Siły izraelskie zajęły irlandzki statek "Rachel Corrie" z pomocą humanitarną dla Strefy Gazy. W akcji nikt nie ucierpiał. Załoga i pasażerowie na pokładzie w pełni podporządkowali się tej operacji - poinformowała rzeczniczka izraelskiej armii Awtal Lejbowicz. Według niej, akcję przeprowadzono z morza, nie z powietrza, i trwała ona kilka minut.

Do zajęcia statku doszło po tym, jak jednostka zignorowała czterokrotne wezwanie, by zmienić kurs i wpłynąć do izraelskiego portu Aszdod. Władze izraelskie obiecywały, że "jeśli na statku nie ma broni", ładunek humanitarny zostanie dostarczony przez nie do Gazy.

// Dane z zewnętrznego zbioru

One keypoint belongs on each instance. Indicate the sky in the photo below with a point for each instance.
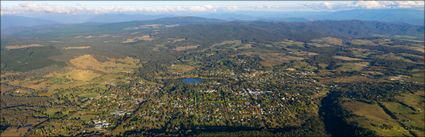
(99, 7)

Przedstawicielka ruchu Free Palestine Greta Berlin informowała wcześniej, że za "Rachel Corrie", który nad ranem czasu lokalnego znajdował się 50 km od wybrzeży Gazy, płynęły trzy izraelskie okręty wojenne. Na pokładzie statku są m.in. północnoirlandzka laureatka Pokojowej Nagrody Nobla Mairead Corrigan i były zastępca sekretarza generalnego ONZ, Irlandczyk Dennis Halliday.

Rząd Izraela już wcześniej ostrzegał, że uniemożliwi jednostce dotarcie z pomocą humanitarną do Strefy Gazy.